The administrators are always leftists since the search process exposes any leanings. I remember seeing one administrator candidate being blackballed by one of our hardline Marxists because he had published in a Quarterly that actually admitted all opinions. Leftists hire leftists, even in staff positions. The more turnover you get, the further left your campus drifts.
So Conservative professors would, if they were employees at will, get sacked and they would have little defense. To my certain knowledge, our administrators have harassed conservative professors by laying charges against them and then not providing evidence. And more charges and more charges, until the professor goes underground or quits. One conservative received a very nice position by faculty vote and the administration, the next day, hit him with a five year probation.
Faculty are experts at manipulating administrators too. Since I have two hardline Marxists in my department who are very cozy with the administrators, some charge could be trumped up and, if I were employed at will, I would either have to cave in and hew the party line or I would be gone.

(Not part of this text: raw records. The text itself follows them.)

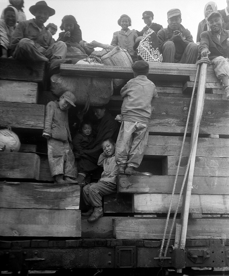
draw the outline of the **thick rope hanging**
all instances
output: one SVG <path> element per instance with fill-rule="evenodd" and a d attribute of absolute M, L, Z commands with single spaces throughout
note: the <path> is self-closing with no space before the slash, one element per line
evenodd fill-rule
<path fill-rule="evenodd" d="M 168 240 L 167 241 L 167 243 L 166 244 L 166 247 L 165 248 L 165 251 L 164 252 L 163 252 L 163 247 L 164 247 L 164 244 L 165 243 L 165 236 L 166 236 L 166 232 L 167 231 L 167 230 L 168 228 L 168 224 L 169 220 L 169 217 L 170 215 L 170 213 L 171 212 L 171 209 L 172 208 L 172 204 L 173 202 L 173 198 L 174 197 L 174 194 L 175 193 L 175 191 L 176 188 L 176 185 L 177 182 L 177 179 L 178 177 L 178 175 L 179 174 L 179 170 L 180 170 L 180 163 L 181 162 L 181 158 L 182 157 L 183 151 L 184 150 L 184 143 L 185 140 L 185 139 L 186 137 L 186 135 L 187 133 L 187 131 L 188 128 L 188 123 L 189 121 L 189 119 L 190 116 L 190 115 L 191 114 L 191 111 L 192 109 L 192 106 L 193 102 L 193 99 L 194 97 L 194 95 L 195 95 L 195 91 L 196 89 L 196 83 L 197 82 L 197 79 L 198 78 L 198 76 L 199 73 L 199 67 L 200 66 L 200 65 L 202 63 L 207 63 L 208 64 L 210 64 L 210 61 L 209 60 L 209 58 L 207 57 L 204 57 L 202 58 L 202 59 L 200 60 L 199 60 L 196 63 L 196 64 L 198 64 L 198 67 L 197 68 L 197 70 L 196 70 L 196 78 L 195 78 L 195 82 L 194 82 L 194 85 L 193 87 L 193 91 L 192 94 L 192 97 L 191 98 L 191 101 L 190 102 L 190 104 L 189 106 L 189 110 L 188 113 L 188 116 L 187 118 L 187 121 L 186 121 L 186 123 L 185 126 L 185 129 L 184 132 L 184 136 L 183 138 L 183 140 L 182 142 L 182 144 L 181 145 L 181 148 L 180 150 L 180 157 L 179 157 L 179 160 L 178 162 L 178 164 L 177 165 L 177 172 L 176 174 L 176 176 L 175 177 L 175 179 L 174 181 L 174 183 L 173 185 L 173 191 L 172 193 L 172 195 L 171 196 L 171 200 L 170 200 L 170 203 L 169 205 L 169 209 L 168 211 L 168 213 L 167 215 L 167 217 L 166 218 L 166 220 L 165 223 L 165 230 L 164 231 L 164 233 L 163 235 L 163 237 L 162 238 L 162 244 L 161 245 L 161 248 L 160 251 L 160 253 L 159 254 L 159 257 L 161 260 L 163 260 L 163 258 L 166 257 L 166 255 L 168 251 L 168 247 L 169 244 L 169 243 L 170 242 L 170 240 L 171 239 L 171 237 L 172 236 L 172 231 L 173 230 L 173 228 L 174 226 L 174 224 L 175 224 L 175 222 L 176 220 L 176 218 L 177 215 L 177 212 L 178 210 L 178 209 L 179 208 L 179 206 L 180 206 L 180 203 L 181 199 L 181 197 L 182 196 L 182 194 L 183 192 L 183 190 L 184 190 L 184 185 L 186 181 L 186 179 L 187 177 L 187 175 L 188 174 L 188 172 L 189 167 L 190 167 L 190 164 L 191 162 L 191 157 L 192 155 L 192 153 L 193 150 L 193 147 L 192 147 L 191 151 L 190 153 L 190 154 L 189 156 L 189 160 L 188 161 L 188 164 L 187 164 L 187 167 L 186 168 L 186 170 L 185 172 L 185 176 L 184 178 L 184 180 L 183 181 L 183 183 L 182 183 L 182 186 L 181 187 L 181 188 L 180 190 L 180 195 L 179 196 L 179 198 L 178 199 L 178 201 L 177 203 L 177 207 L 176 209 L 176 211 L 175 211 L 175 213 L 174 214 L 174 216 L 173 218 L 173 219 L 172 222 L 172 225 L 171 226 L 171 228 L 170 228 L 170 231 L 169 233 L 169 237 L 168 238 Z M 206 79 L 205 80 L 205 84 L 206 83 Z M 205 90 L 205 85 L 204 89 Z M 205 94 L 204 94 L 204 96 L 205 97 Z M 200 116 L 200 117 L 199 119 L 199 120 L 198 121 L 198 128 L 199 126 L 199 124 L 200 123 L 200 121 L 201 121 L 201 118 L 202 116 L 202 114 L 203 112 L 203 106 L 204 104 L 204 101 L 203 101 L 203 104 L 202 104 L 202 107 L 201 112 L 201 115 Z M 194 141 L 196 141 L 196 139 L 197 138 L 196 137 L 198 135 L 195 135 L 195 137 L 194 137 Z M 163 256 L 162 256 L 162 253 L 163 253 Z"/>

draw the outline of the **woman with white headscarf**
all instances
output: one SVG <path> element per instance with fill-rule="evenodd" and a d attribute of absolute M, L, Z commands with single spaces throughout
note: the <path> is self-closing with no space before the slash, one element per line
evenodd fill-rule
<path fill-rule="evenodd" d="M 217 5 L 214 2 L 208 2 L 204 7 L 205 19 L 199 23 L 197 32 L 196 44 L 199 45 L 200 44 L 201 35 L 204 31 L 210 31 L 210 29 L 207 20 L 208 16 L 213 11 L 217 11 Z"/>

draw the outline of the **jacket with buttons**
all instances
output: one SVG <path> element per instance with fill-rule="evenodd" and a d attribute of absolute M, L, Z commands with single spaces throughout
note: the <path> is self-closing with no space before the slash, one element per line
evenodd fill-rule
<path fill-rule="evenodd" d="M 121 29 L 121 31 L 115 32 L 111 45 L 112 46 L 119 46 L 126 50 L 131 56 L 137 56 L 136 51 L 133 49 L 135 39 L 138 37 L 136 31 L 131 31 L 128 28 L 127 32 Z"/>
<path fill-rule="evenodd" d="M 47 49 L 54 43 L 51 33 L 43 26 L 41 29 L 36 25 L 35 19 L 20 22 L 13 35 L 11 48 L 14 50 L 17 43 L 23 38 L 32 40 L 37 47 Z"/>
<path fill-rule="evenodd" d="M 108 181 L 116 184 L 118 173 L 118 166 L 115 161 L 114 154 L 107 156 L 104 153 L 100 154 L 98 164 L 103 166 L 103 172 L 99 181 Z"/>
<path fill-rule="evenodd" d="M 203 50 L 208 49 L 211 52 L 208 57 L 211 60 L 220 56 L 229 58 L 229 30 L 222 29 L 220 41 L 216 35 L 211 31 L 203 32 L 201 37 L 199 48 L 199 54 Z"/>

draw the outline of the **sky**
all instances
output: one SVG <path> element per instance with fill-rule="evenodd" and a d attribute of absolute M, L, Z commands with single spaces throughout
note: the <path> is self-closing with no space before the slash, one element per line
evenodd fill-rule
<path fill-rule="evenodd" d="M 24 11 L 27 19 L 34 17 L 29 11 L 30 7 L 38 0 L 24 0 Z M 154 15 L 153 22 L 164 28 L 168 26 L 167 12 L 171 8 L 179 9 L 184 26 L 191 32 L 194 42 L 199 22 L 204 19 L 204 6 L 208 2 L 203 0 L 46 0 L 48 5 L 54 9 L 55 14 L 50 17 L 45 24 L 53 23 L 58 26 L 53 37 L 57 39 L 61 20 L 66 15 L 74 16 L 82 32 L 83 40 L 88 42 L 96 40 L 110 44 L 113 33 L 121 29 L 117 21 L 125 14 L 131 18 L 132 26 L 129 28 L 141 31 L 145 26 L 142 19 L 145 11 L 151 11 Z M 226 0 L 215 1 L 218 10 L 224 8 Z M 8 0 L 0 0 L 0 12 L 9 4 Z"/>

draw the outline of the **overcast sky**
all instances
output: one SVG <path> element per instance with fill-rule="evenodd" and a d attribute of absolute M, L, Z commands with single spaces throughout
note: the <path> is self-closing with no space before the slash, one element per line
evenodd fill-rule
<path fill-rule="evenodd" d="M 34 17 L 29 8 L 38 0 L 24 0 L 24 11 L 27 19 Z M 58 26 L 57 39 L 61 31 L 59 28 L 65 15 L 74 16 L 82 31 L 83 39 L 90 42 L 93 40 L 110 44 L 113 33 L 121 27 L 117 21 L 121 15 L 127 14 L 132 21 L 130 29 L 141 30 L 145 26 L 142 19 L 145 11 L 151 11 L 154 14 L 153 22 L 167 27 L 167 12 L 177 8 L 181 12 L 182 24 L 191 32 L 195 42 L 199 23 L 204 18 L 204 8 L 208 2 L 203 0 L 47 0 L 48 5 L 54 9 L 55 14 L 45 23 L 54 23 Z M 216 1 L 218 9 L 227 6 L 226 0 Z M 0 0 L 0 11 L 9 4 L 8 0 Z"/>

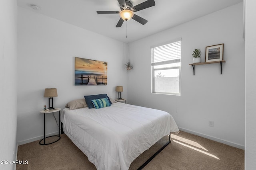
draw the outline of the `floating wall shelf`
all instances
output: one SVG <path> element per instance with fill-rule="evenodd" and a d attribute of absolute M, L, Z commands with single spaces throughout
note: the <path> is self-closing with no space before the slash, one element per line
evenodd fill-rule
<path fill-rule="evenodd" d="M 205 63 L 196 63 L 189 64 L 189 65 L 192 66 L 193 67 L 193 71 L 194 72 L 194 75 L 195 75 L 195 66 L 196 65 L 203 65 L 207 64 L 213 64 L 213 63 L 220 63 L 220 74 L 222 74 L 222 63 L 226 63 L 225 60 L 222 60 L 221 61 L 210 61 L 210 62 L 205 62 Z"/>

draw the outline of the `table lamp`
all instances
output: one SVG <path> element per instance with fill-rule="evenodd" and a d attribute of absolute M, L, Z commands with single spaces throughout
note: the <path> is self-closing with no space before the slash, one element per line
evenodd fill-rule
<path fill-rule="evenodd" d="M 117 86 L 116 88 L 116 91 L 118 92 L 118 99 L 122 99 L 121 98 L 121 92 L 123 92 L 122 86 Z"/>
<path fill-rule="evenodd" d="M 49 98 L 49 109 L 54 109 L 53 107 L 53 98 L 54 97 L 58 97 L 57 94 L 56 88 L 46 88 L 44 90 L 44 97 L 45 98 Z M 50 101 L 52 100 L 52 106 L 50 105 Z"/>

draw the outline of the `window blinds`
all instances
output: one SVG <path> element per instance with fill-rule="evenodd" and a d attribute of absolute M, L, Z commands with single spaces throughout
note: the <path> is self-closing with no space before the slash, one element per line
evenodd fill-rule
<path fill-rule="evenodd" d="M 151 49 L 151 65 L 159 65 L 180 62 L 181 41 Z"/>

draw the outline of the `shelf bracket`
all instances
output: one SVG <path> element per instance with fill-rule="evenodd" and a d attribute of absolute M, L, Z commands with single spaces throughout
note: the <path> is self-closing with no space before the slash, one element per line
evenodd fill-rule
<path fill-rule="evenodd" d="M 194 75 L 195 75 L 195 65 L 192 65 L 192 66 L 193 67 L 193 72 L 194 72 Z"/>

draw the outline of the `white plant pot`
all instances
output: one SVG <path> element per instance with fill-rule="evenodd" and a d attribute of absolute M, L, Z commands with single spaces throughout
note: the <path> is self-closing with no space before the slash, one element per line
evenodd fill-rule
<path fill-rule="evenodd" d="M 201 57 L 194 58 L 193 59 L 193 63 L 201 63 Z"/>

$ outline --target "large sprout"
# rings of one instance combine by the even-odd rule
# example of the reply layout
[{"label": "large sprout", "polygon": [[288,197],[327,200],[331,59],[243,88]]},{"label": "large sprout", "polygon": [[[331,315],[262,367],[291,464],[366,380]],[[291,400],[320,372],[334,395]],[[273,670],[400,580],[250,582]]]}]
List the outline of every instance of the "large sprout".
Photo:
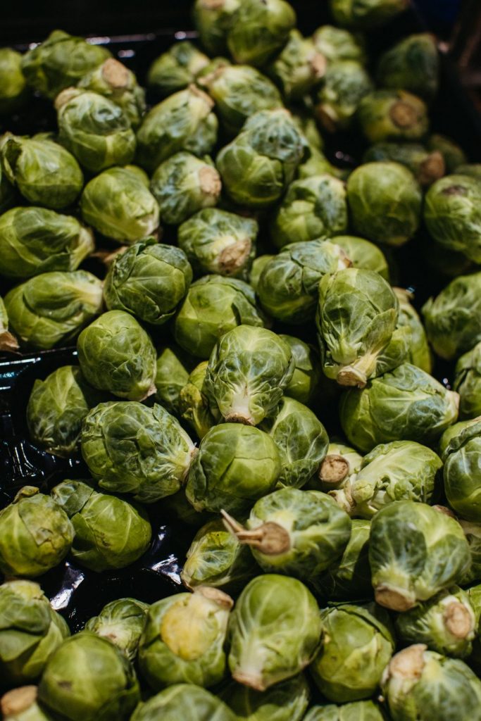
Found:
[{"label": "large sprout", "polygon": [[409,611],[456,583],[471,564],[462,528],[425,503],[389,503],[371,521],[369,562],[376,601]]},{"label": "large sprout", "polygon": [[265,691],[296,676],[314,658],[322,630],[317,603],[304,583],[276,574],[257,576],[232,611],[229,666],[234,679]]},{"label": "large sprout", "polygon": [[34,578],[58,565],[74,539],[65,511],[38,488],[25,486],[0,511],[0,571]]},{"label": "large sprout", "polygon": [[30,203],[61,210],[71,205],[84,185],[73,155],[48,135],[33,138],[6,133],[0,141],[3,172]]},{"label": "large sprout", "polygon": [[81,452],[101,488],[151,503],[179,490],[195,446],[162,406],[117,401],[89,413]]},{"label": "large sprout", "polygon": [[102,281],[86,270],[44,273],[4,298],[10,327],[26,346],[48,350],[74,338],[102,309]]},{"label": "large sprout", "polygon": [[81,370],[94,388],[132,401],[155,392],[155,348],[129,313],[103,313],[81,332],[77,350]]}]

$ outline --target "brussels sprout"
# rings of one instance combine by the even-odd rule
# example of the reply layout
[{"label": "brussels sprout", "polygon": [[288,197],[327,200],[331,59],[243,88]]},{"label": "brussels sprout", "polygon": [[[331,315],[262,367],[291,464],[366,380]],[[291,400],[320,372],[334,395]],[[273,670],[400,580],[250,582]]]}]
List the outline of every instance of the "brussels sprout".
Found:
[{"label": "brussels sprout", "polygon": [[0,142],[0,161],[9,181],[39,205],[66,208],[84,185],[74,156],[48,136],[22,138],[6,133]]},{"label": "brussels sprout", "polygon": [[457,418],[459,396],[410,363],[353,388],[340,399],[345,435],[366,452],[379,443],[415,439],[431,445]]},{"label": "brussels sprout", "polygon": [[144,508],[84,481],[63,481],[51,495],[74,526],[71,553],[81,566],[97,572],[125,568],[147,550],[152,529]]},{"label": "brussels sprout", "polygon": [[438,92],[439,58],[436,40],[428,32],[408,35],[384,53],[377,66],[381,87],[408,90],[426,100]]},{"label": "brussels sprout", "polygon": [[302,673],[264,691],[232,682],[221,694],[239,721],[301,721],[309,696]]},{"label": "brussels sprout", "polygon": [[77,87],[109,99],[123,111],[132,128],[137,128],[145,112],[145,90],[131,70],[109,58],[81,79]]},{"label": "brussels sprout", "polygon": [[316,115],[330,133],[347,130],[362,98],[372,90],[372,81],[361,63],[337,60],[327,66],[316,92]]},{"label": "brussels sprout", "polygon": [[83,631],[68,639],[45,667],[40,704],[70,721],[127,721],[140,700],[126,656],[105,638]]},{"label": "brussels sprout", "polygon": [[389,283],[373,270],[347,268],[324,275],[316,322],[326,376],[343,386],[363,388],[378,371],[398,307]]},{"label": "brussels sprout", "polygon": [[266,313],[294,324],[314,318],[321,279],[350,265],[335,244],[335,238],[291,243],[266,263],[257,288]]},{"label": "brussels sprout", "polygon": [[[203,3],[211,0],[200,0]],[[236,721],[236,717],[216,696],[200,686],[174,684],[144,704],[139,704],[131,721]]]},{"label": "brussels sprout", "polygon": [[53,652],[70,634],[37,583],[0,585],[0,671],[2,686],[37,678]]},{"label": "brussels sprout", "polygon": [[257,110],[282,107],[281,94],[274,84],[250,65],[224,65],[198,79],[216,103],[226,133],[237,135],[250,115]]},{"label": "brussels sprout", "polygon": [[94,388],[131,401],[155,392],[155,348],[128,313],[103,313],[81,332],[77,351],[81,372]]},{"label": "brussels sprout", "polygon": [[15,112],[27,99],[22,56],[12,48],[0,48],[0,115]]},{"label": "brussels sprout", "polygon": [[424,206],[428,230],[441,245],[481,263],[481,180],[447,175],[429,189]]},{"label": "brussels sprout", "polygon": [[22,71],[30,86],[53,99],[110,57],[106,48],[53,30],[46,40],[23,56]]},{"label": "brussels sprout", "polygon": [[87,416],[81,452],[101,488],[152,503],[178,491],[195,448],[162,406],[100,403]]},{"label": "brussels sprout", "polygon": [[71,216],[35,206],[0,216],[0,273],[8,278],[76,270],[94,247],[92,231]]},{"label": "brussels sprout", "polygon": [[275,410],[294,368],[291,348],[278,335],[239,325],[214,346],[206,392],[226,421],[256,425]]},{"label": "brussels sprout", "polygon": [[110,168],[85,186],[80,201],[84,220],[108,238],[133,243],[159,226],[159,205],[136,171]]},{"label": "brussels sprout", "polygon": [[294,180],[307,141],[288,110],[260,110],[217,156],[227,195],[247,208],[276,203]]},{"label": "brussels sprout", "polygon": [[409,0],[330,0],[335,22],[342,26],[371,30],[384,25],[403,12]]},{"label": "brussels sprout", "polygon": [[154,691],[180,683],[208,687],[223,679],[232,606],[226,593],[206,586],[151,606],[138,645],[138,663]]},{"label": "brussels sprout", "polygon": [[323,643],[309,669],[316,685],[336,703],[369,699],[394,650],[387,611],[346,604],[322,611],[321,619]]},{"label": "brussels sprout", "polygon": [[102,281],[85,270],[44,273],[7,293],[10,326],[22,343],[48,350],[74,338],[102,309]]},{"label": "brussels sprout", "polygon": [[353,228],[369,240],[403,245],[419,226],[423,194],[412,174],[399,163],[366,163],[348,180]]},{"label": "brussels sprout", "polygon": [[481,273],[461,275],[423,306],[435,352],[451,360],[481,341]]},{"label": "brussels sprout", "polygon": [[138,162],[146,170],[181,150],[202,156],[217,140],[218,122],[213,101],[195,85],[154,105],[137,133]]},{"label": "brussels sprout", "polygon": [[162,96],[183,90],[209,63],[209,58],[189,40],[175,43],[154,61],[147,73],[147,85]]},{"label": "brussels sprout", "polygon": [[25,486],[0,510],[0,571],[33,578],[66,556],[74,527],[65,511],[38,488]]},{"label": "brussels sprout", "polygon": [[187,497],[197,511],[245,513],[273,490],[281,463],[267,433],[240,423],[221,423],[202,439],[189,471]]},{"label": "brussels sprout", "polygon": [[408,611],[456,583],[471,554],[457,521],[425,503],[400,500],[371,521],[369,562],[377,603]]},{"label": "brussels sprout", "polygon": [[391,660],[382,694],[393,721],[450,721],[480,715],[481,681],[463,661],[415,644]]},{"label": "brussels sprout", "polygon": [[211,273],[245,280],[258,231],[252,218],[207,208],[182,223],[177,242],[198,275]]},{"label": "brussels sprout", "polygon": [[221,195],[221,177],[210,159],[176,153],[156,169],[150,185],[162,221],[179,225],[203,208],[215,205]]},{"label": "brussels sprout", "polygon": [[316,600],[301,581],[277,574],[253,578],[231,617],[234,681],[265,691],[296,676],[314,658],[322,629]]},{"label": "brussels sprout", "polygon": [[350,536],[347,513],[319,491],[281,488],[264,496],[251,510],[247,530],[224,517],[262,570],[306,582],[340,557]]},{"label": "brussels sprout", "polygon": [[237,278],[206,275],[189,288],[175,317],[174,335],[192,355],[208,358],[219,338],[239,324],[264,325],[252,288]]},{"label": "brussels sprout", "polygon": [[191,280],[182,250],[147,238],[114,258],[104,283],[105,305],[162,325],[175,314]]}]

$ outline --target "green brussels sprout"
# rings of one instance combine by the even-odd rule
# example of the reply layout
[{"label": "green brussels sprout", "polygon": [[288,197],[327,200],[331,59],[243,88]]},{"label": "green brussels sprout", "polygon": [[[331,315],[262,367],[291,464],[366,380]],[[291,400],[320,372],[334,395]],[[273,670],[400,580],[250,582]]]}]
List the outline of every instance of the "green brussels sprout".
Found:
[{"label": "green brussels sprout", "polygon": [[12,288],[4,301],[22,342],[48,350],[74,338],[101,311],[102,281],[85,270],[44,273]]},{"label": "green brussels sprout", "polygon": [[264,691],[231,682],[221,694],[239,721],[301,721],[309,696],[302,673]]},{"label": "green brussels sprout", "polygon": [[412,174],[400,163],[366,163],[348,180],[353,229],[387,245],[403,245],[419,226],[423,194]]},{"label": "green brussels sprout", "polygon": [[461,275],[423,306],[428,339],[451,360],[481,341],[481,273]]},{"label": "green brussels sprout", "polygon": [[363,388],[391,341],[398,308],[391,286],[375,271],[347,268],[324,275],[316,322],[326,376]]},{"label": "green brussels sprout", "polygon": [[21,54],[12,48],[0,48],[0,115],[20,110],[28,94]]},{"label": "green brussels sprout", "polygon": [[384,25],[404,12],[409,0],[330,0],[336,24],[356,30],[371,30]]},{"label": "green brussels sprout", "polygon": [[97,572],[125,568],[149,548],[152,529],[140,506],[84,481],[63,481],[51,495],[74,526],[71,553],[81,566]]},{"label": "green brussels sprout", "polygon": [[85,624],[86,631],[106,638],[133,661],[146,623],[149,604],[136,598],[118,598],[105,606]]},{"label": "green brussels sprout", "polygon": [[206,359],[219,338],[240,324],[264,325],[252,288],[237,278],[206,275],[187,291],[175,317],[174,336],[192,355]]},{"label": "green brussels sprout", "polygon": [[0,585],[0,671],[2,686],[37,678],[53,652],[70,635],[37,583]]},{"label": "green brussels sprout", "polygon": [[408,90],[426,100],[432,99],[439,83],[436,37],[428,32],[403,37],[381,55],[376,75],[380,87]]},{"label": "green brussels sprout", "polygon": [[94,248],[92,231],[46,208],[12,208],[0,216],[0,273],[27,278],[76,270]]},{"label": "green brussels sprout", "polygon": [[284,395],[309,406],[319,391],[322,371],[317,354],[312,345],[293,335],[281,334],[294,358],[294,373],[284,389]]},{"label": "green brussels sprout", "polygon": [[350,265],[342,248],[335,244],[335,238],[332,242],[318,239],[291,243],[266,263],[257,288],[265,312],[284,323],[312,320],[321,279]]},{"label": "green brussels sprout", "polygon": [[209,358],[206,389],[226,421],[257,425],[273,413],[294,372],[288,343],[271,330],[239,325]]},{"label": "green brussels sprout", "polygon": [[234,203],[267,208],[294,180],[307,141],[288,110],[260,110],[216,159],[223,187]]},{"label": "green brussels sprout", "polygon": [[38,687],[43,707],[69,721],[127,721],[140,701],[126,656],[89,631],[65,641],[47,663]]},{"label": "green brussels sprout", "polygon": [[456,420],[458,404],[457,393],[405,363],[343,394],[339,412],[349,442],[367,453],[402,439],[432,445]]},{"label": "green brussels sprout", "polygon": [[218,121],[213,101],[195,85],[154,105],[137,132],[139,164],[153,171],[181,150],[202,156],[217,140]]},{"label": "green brussels sprout", "polygon": [[136,172],[110,168],[87,184],[81,195],[86,223],[108,238],[133,243],[159,226],[159,205]]},{"label": "green brussels sprout", "polygon": [[194,536],[180,578],[191,590],[211,586],[235,592],[258,573],[259,567],[249,548],[216,518],[203,526]]},{"label": "green brussels sprout", "polygon": [[481,415],[481,342],[458,359],[453,387],[459,394],[459,417]]},{"label": "green brussels sprout", "polygon": [[439,151],[426,150],[420,143],[375,143],[364,154],[365,163],[392,161],[410,170],[420,185],[431,185],[444,175],[444,159]]},{"label": "green brussels sprout", "polygon": [[330,239],[340,246],[355,268],[375,270],[385,280],[389,280],[389,266],[380,248],[364,238],[354,235],[336,235]]},{"label": "green brussels sprout", "polygon": [[425,503],[400,500],[371,521],[369,562],[376,602],[404,611],[460,580],[471,554],[457,521]]},{"label": "green brussels sprout", "polygon": [[75,85],[110,57],[106,48],[53,30],[46,40],[23,56],[22,72],[31,87],[53,99],[61,90]]},{"label": "green brussels sprout", "polygon": [[80,369],[94,388],[131,401],[155,392],[155,348],[130,314],[103,313],[81,332],[77,351]]},{"label": "green brussels sprout", "polygon": [[362,99],[374,86],[366,68],[356,60],[337,60],[327,66],[316,90],[315,114],[330,133],[348,130]]},{"label": "green brussels sprout", "polygon": [[172,684],[208,687],[222,681],[224,650],[232,599],[200,586],[150,606],[138,645],[138,664],[154,691]]},{"label": "green brussels sprout", "polygon": [[105,305],[162,325],[175,314],[191,280],[192,268],[180,248],[146,238],[114,258],[104,281]]},{"label": "green brussels sprout", "polygon": [[316,474],[329,445],[325,428],[306,406],[284,397],[275,415],[262,421],[278,447],[282,468],[278,487],[301,488]]},{"label": "green brussels sprout", "polygon": [[152,176],[150,189],[164,223],[179,225],[203,208],[219,200],[221,177],[207,158],[176,153],[161,163]]},{"label": "green brussels sprout", "polygon": [[[212,0],[200,0],[211,3]],[[145,703],[139,704],[131,721],[236,721],[236,717],[216,696],[199,686],[174,684]]]},{"label": "green brussels sprout", "polygon": [[480,715],[481,681],[463,661],[408,646],[391,659],[381,691],[393,721],[449,721]]},{"label": "green brussels sprout", "polygon": [[295,180],[289,186],[271,221],[270,236],[278,248],[283,248],[340,234],[347,229],[344,183],[325,174]]},{"label": "green brussels sprout", "polygon": [[33,138],[5,133],[0,142],[0,162],[12,185],[30,203],[46,208],[71,205],[84,185],[74,156],[41,133]]},{"label": "green brussels sprout", "polygon": [[147,85],[162,96],[183,90],[209,63],[209,58],[189,40],[175,43],[154,61],[147,73]]},{"label": "green brussels sprout", "polygon": [[77,87],[108,98],[123,111],[132,128],[137,128],[145,112],[145,90],[131,70],[113,58],[83,76]]},{"label": "green brussels sprout", "polygon": [[75,366],[62,366],[35,381],[27,406],[32,441],[54,456],[78,450],[84,418],[102,400]]},{"label": "green brussels sprout", "polygon": [[241,423],[221,423],[202,439],[185,494],[197,511],[243,513],[273,490],[281,469],[279,452],[268,433]]},{"label": "green brussels sprout", "polygon": [[195,447],[162,406],[114,401],[90,411],[81,452],[101,488],[152,503],[180,488]]},{"label": "green brussels sprout", "polygon": [[309,668],[316,686],[336,703],[369,699],[394,650],[387,611],[345,604],[322,611],[321,620],[323,643]]},{"label": "green brussels sprout", "polygon": [[38,488],[24,486],[0,510],[0,571],[34,578],[68,554],[74,527],[65,511]]},{"label": "green brussels sprout", "polygon": [[425,643],[431,651],[465,658],[472,649],[475,620],[466,591],[451,586],[400,614],[396,632],[405,644]]},{"label": "green brussels sprout", "polygon": [[265,574],[241,593],[229,624],[229,666],[255,691],[299,673],[314,658],[322,624],[315,598],[301,581]]},{"label": "green brussels sprout", "polygon": [[481,263],[481,180],[446,175],[426,194],[424,221],[437,243]]},{"label": "green brussels sprout", "polygon": [[282,107],[281,94],[274,84],[250,65],[224,65],[198,79],[216,103],[226,133],[237,135],[250,115],[257,110]]},{"label": "green brussels sprout", "polygon": [[98,173],[133,160],[135,133],[127,115],[110,98],[68,88],[57,97],[55,107],[60,141],[87,170]]},{"label": "green brussels sprout", "polygon": [[244,280],[255,255],[256,221],[218,208],[196,213],[179,228],[177,242],[194,272]]},{"label": "green brussels sprout", "polygon": [[223,515],[262,570],[306,582],[342,556],[350,536],[348,514],[319,491],[281,488],[264,496],[251,510],[247,529]]},{"label": "green brussels sprout", "polygon": [[196,366],[179,394],[179,415],[186,420],[202,440],[216,420],[211,412],[204,388],[207,360]]}]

Do you think I could assign Thomas Sowell or Ayn Rand or Bernard Lewis if I did not have the protection of tenure?
I swear I am going to do a vanity on this subject.
McVey
I'm heading into an academic job myself in a few months. I'm not sure how I feel about tenure, but I had another career before getting the PhD. I find that people who know they can do something else don't find tenure to be the answer to everything.
I think tenure can reward mediocrity and incompetence, but many schools have post-tenure reviews, it's becoming harder (at least at Research 1 schools) to be deadwood.
The problem I see with tenure is that it maintains professors whose areas/skills are no longer needed. I'm a big fan of learning all kinds of esoteric stuff, but if students no longer see 14th Centure French poetry as vital to their education, it's time for the person teaching that course to go or develop a new area of expertise.
I'm on a message board for academics and you should hear the wailing and gnashing of teeth by new PhDs who can't get a job because schools just don't want their area anymore. They bemoan the lack of tenured jobs, mostly, I think, because they know if they had to leave 1 job teaching French poetry it's going to be hard has hell to find another. I don't think these folks are incompetent; they just teach in unpopular (and to students, unproductive) subject areas. Academic freedom be damned, what they want is to keep their jobs even if there are no students in the classroom.
For me, I don't have a need to bring politics into the classroom, but if tenure can protect libs spouting off all kinds of crap, I'd like to think it would protect a conservative who makes the 'mistake' of putting an American flag on her office door.